Natural gas utilities are required to submit “Clean Heat Plans” next year showing how they will achieve a 4% reduction in emissions from 2015 levels by 2025, and a 22% reduction in 2030.
“We have our clean heat plans coming in future years and that’s where the rubber will meet the road,” Commissioner John Gavan said.
The commission is also updating its natural gas planning rules, but in this case Xcel Energy had proved the need for the project, Gavan said.
“If we were two years down the road it might be a different decision point, but where we are today we are faced with the obligation to serve,” he said.
Brooke Trammell, an Xcel Energy executive, said in testimony that the company can move forward with the West Metro project and at the same time its local distribution company, or LDC, can meet its obligation under Senate Bill 264.
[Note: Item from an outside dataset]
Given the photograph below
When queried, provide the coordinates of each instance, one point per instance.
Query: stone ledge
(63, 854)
“A reasonable path forward lies with a portfolio of emissions reduction strategies including dual fuel heating systems, supply-side options and other measures,” Trammell said. “These measures will ensure that emissions of our LDC system will be reduced over time to meet the goals.”
Still, the commissioners said they were concerned by the lack of alternatives and the cost of the project.
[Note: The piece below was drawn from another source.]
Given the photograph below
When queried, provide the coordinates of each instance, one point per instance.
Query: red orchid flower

“I’d like to see stronger alternatives than what we saw in this case,” Commission Chairman Eric Blank said, adding that the commission should issue a finding “expressing our disappointment and putting the company on notice.”
The balance of the costs compared to the number of customers served was another point of contention for the commission.
“Is growth paying its way?” Gilman said. “This is kind of a prime example of looking at a project for a pretty limited number of customers, which is not going to be supported by any projections to increase revenue.”
Blank estimated that at $32 million the project was equal to a $4,500 to $5,000 subsidy for each Sloan Lake customer, paid by the rest of Xcel Energy’s customers.
“It seems like the company has a single solution to every safety and reliability problem, which is to spend money and stick it in the rate base, socializing the cost,” Blank said.